La famille de la Bruyère, trop connue sous la Ligue, tombe dans un complet oubli sous la Fronde. L’esprit frondeur ne lui manquait pas, mais la Fronde était plutôt une révolution aristocratique que populaire. Notre auteur a toujours montré un profond respect pour Richelieu[1], dont le grand dessein avait été d’affermir l’autorité du prince par l’abaissement des grands. Il n’a jamais nommé Mazarin. On dit que Mazarin se faisait si longtemps prier, qu’il donnait si sèchement, et chargeait une grâce qu’on lui arrachait de conditions si désagréables, qu’une plus grande grâce était d’obtenir de lui l’avantage de ne rien recevoir[2]. Je suppose que la famille la Bruyère obtint cette dernière faveur du ministre italien qui gouverna la France pendant la minorité de Louis XIV. Ces bourgeois de Paris avaient conscience de leur valeur personnelle[3]. « Il suffit, dit notre auteur, de n’être point né dans une ville, mais sous une chaumière dans la campagne, ou sous une ruine qui trempe dans un marécage et qu’on appelle château, pour être cru noble sur sa parole. » Lui, il était né à Paris, à l’ombre des tours de Notre-Dame et près de la Sainte-Chapelle.

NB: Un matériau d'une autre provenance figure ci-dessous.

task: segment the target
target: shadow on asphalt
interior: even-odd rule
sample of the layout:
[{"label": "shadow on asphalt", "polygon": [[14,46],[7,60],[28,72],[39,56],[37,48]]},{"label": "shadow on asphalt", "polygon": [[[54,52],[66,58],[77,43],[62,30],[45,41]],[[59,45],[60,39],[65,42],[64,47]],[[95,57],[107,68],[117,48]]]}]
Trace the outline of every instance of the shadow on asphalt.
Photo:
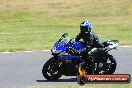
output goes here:
[{"label": "shadow on asphalt", "polygon": [[58,79],[55,81],[48,81],[48,80],[36,80],[37,82],[76,82],[76,78],[71,78],[71,79]]}]

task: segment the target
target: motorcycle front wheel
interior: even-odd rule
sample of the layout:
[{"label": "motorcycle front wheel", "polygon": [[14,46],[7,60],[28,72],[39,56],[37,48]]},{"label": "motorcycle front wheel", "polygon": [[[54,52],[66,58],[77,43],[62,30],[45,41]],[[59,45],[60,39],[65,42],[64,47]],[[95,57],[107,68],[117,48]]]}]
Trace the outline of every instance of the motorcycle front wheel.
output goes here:
[{"label": "motorcycle front wheel", "polygon": [[43,66],[42,74],[48,81],[59,79],[62,74],[59,71],[60,62],[54,57],[50,58]]}]

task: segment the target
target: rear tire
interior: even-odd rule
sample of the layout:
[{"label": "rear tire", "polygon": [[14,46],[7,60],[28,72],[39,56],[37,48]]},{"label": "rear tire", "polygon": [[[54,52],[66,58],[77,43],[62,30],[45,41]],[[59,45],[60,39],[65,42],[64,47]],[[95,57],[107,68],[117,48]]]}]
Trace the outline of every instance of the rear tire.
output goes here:
[{"label": "rear tire", "polygon": [[59,71],[59,62],[54,57],[50,58],[44,64],[42,74],[48,81],[59,79],[62,76]]}]

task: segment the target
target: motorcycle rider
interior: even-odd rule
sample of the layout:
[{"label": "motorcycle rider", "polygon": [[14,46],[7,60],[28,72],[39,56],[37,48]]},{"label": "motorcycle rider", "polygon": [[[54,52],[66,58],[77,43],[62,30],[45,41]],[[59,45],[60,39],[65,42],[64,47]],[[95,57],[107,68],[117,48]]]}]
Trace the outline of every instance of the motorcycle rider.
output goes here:
[{"label": "motorcycle rider", "polygon": [[93,66],[94,71],[94,59],[93,54],[99,53],[104,45],[100,42],[98,36],[92,30],[92,23],[89,20],[84,20],[80,24],[80,33],[76,36],[75,41],[83,40],[86,45],[86,50],[80,52],[85,62],[90,62]]}]

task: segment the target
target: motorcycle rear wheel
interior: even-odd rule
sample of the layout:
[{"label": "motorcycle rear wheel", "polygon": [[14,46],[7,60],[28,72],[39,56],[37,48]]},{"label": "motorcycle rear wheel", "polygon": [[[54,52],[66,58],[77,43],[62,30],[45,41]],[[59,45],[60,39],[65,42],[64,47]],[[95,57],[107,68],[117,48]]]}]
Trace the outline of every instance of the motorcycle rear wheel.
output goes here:
[{"label": "motorcycle rear wheel", "polygon": [[50,58],[44,64],[42,74],[48,81],[59,79],[62,76],[59,71],[59,62],[54,57]]},{"label": "motorcycle rear wheel", "polygon": [[108,54],[105,60],[102,67],[97,67],[95,74],[113,74],[115,72],[117,65],[115,58]]}]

On dirait qu’il se souvient de ce voisinage[4] lorsqu’il nous parle du « bruit des cloches qui éveille les chantres et les enfants de chœur pendant la nuit, et dont la mélodie endort les chanoines et les berce de doux rêves jusqu’à ce que, tard dans la matinée, ils viennent à l’église réclamer le prix d’avoir bien dormi. » Mais il avait seulement 5 ans quand ses parents, en 1650, allèrent se loger sur la paroisse Saint-Merry. Deux ans plus tard, ils allèrent rue Grenier-Saint-Lazare, ou ils demeurèrent longtemps.

La Bruyère reçut une éducation religieuse. De son temps on n’en connaissait point d’autre. Alors l’idée de Dieu semblait si naturelle

  1. Chap.x, n° 21.
  2. Chap. viii, n° 45.
  3. Chap. xiv, n° 6.
  4. Chap. xiv. n° 26.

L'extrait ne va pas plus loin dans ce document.